It’s a process that could take months or even years, but starting this Monday a retired state district judge will begin sorting through nearly 200 questionable serology cases in which evidence was tested by the Houston Police Crime Lab. Houston Public Radio’s Jack Williams reports.
It’s safe to say retired 338th District Court Judge Mary Bacon has her work cut out for her. Starting Monday, she’ll preside over a special, consolidated docket handling only issues involving 180 serology cases flagged for intensive review. The first step in the process is for Bacon and three lawyers to begin notifying prisoners who were convicted based on serology testing that a review of their cases is underway. This is District Courts Administrator Jack Thompson.
“Part of the planning has been making contacts with the various correctional institutions across the state where we can conduct closed-circuit television hearings and determine from those hearings whether or not there’s a lawyer needed to represent them at the next step of the proceedings.”
Although not the “special master”, Independent Investigator Michael Bromwich called for in his final report on the HPD lab earlier this year, Harris County Criminal Lawyers Association President Patrick McCann says it makes sense to centralize the questionable cases.

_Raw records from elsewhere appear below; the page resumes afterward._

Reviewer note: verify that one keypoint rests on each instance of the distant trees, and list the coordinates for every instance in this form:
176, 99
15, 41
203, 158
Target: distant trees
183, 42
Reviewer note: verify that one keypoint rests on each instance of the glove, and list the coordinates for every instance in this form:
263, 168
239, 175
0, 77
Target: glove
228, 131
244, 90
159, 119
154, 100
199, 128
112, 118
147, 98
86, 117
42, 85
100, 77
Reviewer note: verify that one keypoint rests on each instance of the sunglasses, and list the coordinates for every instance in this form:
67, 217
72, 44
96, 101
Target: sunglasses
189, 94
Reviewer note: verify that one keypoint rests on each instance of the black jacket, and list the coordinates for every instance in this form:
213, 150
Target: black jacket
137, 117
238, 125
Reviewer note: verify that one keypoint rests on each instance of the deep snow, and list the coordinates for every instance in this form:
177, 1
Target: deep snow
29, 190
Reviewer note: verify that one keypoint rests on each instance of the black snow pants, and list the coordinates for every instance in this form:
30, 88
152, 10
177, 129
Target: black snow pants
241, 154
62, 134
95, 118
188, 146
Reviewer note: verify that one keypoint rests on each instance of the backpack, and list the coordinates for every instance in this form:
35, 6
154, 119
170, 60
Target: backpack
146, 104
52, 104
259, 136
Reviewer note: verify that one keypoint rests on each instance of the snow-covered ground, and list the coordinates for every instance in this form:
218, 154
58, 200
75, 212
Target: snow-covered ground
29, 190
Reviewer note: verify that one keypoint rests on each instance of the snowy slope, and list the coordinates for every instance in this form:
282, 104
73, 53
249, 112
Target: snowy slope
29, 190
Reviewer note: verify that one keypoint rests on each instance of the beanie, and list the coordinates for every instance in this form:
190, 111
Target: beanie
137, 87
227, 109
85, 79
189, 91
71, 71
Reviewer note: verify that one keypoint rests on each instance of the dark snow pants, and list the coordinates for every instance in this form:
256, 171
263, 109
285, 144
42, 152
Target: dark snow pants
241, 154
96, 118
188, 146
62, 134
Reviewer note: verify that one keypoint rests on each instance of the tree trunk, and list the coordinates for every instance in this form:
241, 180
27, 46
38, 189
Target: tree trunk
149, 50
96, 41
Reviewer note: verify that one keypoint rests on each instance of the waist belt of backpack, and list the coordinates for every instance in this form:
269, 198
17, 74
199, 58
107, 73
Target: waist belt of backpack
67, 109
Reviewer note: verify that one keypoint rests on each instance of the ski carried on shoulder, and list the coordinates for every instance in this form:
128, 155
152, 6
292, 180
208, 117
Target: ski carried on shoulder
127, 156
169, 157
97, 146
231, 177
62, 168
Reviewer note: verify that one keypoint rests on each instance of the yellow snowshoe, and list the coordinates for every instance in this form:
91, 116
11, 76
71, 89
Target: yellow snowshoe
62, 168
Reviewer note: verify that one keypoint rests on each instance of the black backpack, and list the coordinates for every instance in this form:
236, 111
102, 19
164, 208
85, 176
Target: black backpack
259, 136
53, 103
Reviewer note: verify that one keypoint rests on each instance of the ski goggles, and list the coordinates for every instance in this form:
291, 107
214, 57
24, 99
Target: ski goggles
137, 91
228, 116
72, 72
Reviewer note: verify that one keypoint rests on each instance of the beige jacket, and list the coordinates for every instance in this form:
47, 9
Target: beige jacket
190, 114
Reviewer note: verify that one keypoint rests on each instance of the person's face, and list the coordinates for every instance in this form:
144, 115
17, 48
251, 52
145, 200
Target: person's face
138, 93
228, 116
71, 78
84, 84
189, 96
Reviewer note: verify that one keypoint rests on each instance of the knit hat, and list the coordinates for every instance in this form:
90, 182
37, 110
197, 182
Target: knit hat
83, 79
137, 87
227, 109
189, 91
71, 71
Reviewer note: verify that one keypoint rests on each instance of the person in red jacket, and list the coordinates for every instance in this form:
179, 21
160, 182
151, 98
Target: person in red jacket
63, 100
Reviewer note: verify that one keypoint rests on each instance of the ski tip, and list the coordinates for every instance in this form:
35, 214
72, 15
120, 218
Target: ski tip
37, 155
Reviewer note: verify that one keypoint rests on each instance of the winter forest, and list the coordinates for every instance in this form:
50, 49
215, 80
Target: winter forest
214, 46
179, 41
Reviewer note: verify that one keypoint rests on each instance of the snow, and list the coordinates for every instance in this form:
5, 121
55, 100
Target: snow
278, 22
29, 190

“With 22 felony courts and the potential for things to fall through on the hand-off between the HPD, the District Attorney’s office and then the individual courts themselves, this is really a much better way to go.”
At the same time, a separate panel of three attorneys will review all 180 cases to see if shoddy serology testing played a central role in the convictions and if additional tests should take place. Houston attorney Bob Wicoff so far is the only member of that review team.
“Hopefully I’ll get two co-counsel within a month or so but even with three lawyers it’s going to take a long time. You have to familiarize yourself with their cases, which usually requires reading voluminous records and then you have to look at the serology testing that was done and you have to see what role it played in their conviction and see whether it was a crucial role.”
University of Houston Law Professor and Director of the Texas Innocence Network David Dow says the review effort is woefully understaffed.
“This is not something that three people can do on a part-time basis. This is a job that probably takes three or four, maybe even five people to be working on on a full-time basis. I think that at least the one person who the judges have appointed to the task so for far is highly competent, but I think that the model that they’ve developed and the staffing that they have in mind are not nearly sufficient for the magnitude of the problem.”
There’s no specific timetable for completion of the review, but everyone involved agrees the process could take several years to finish.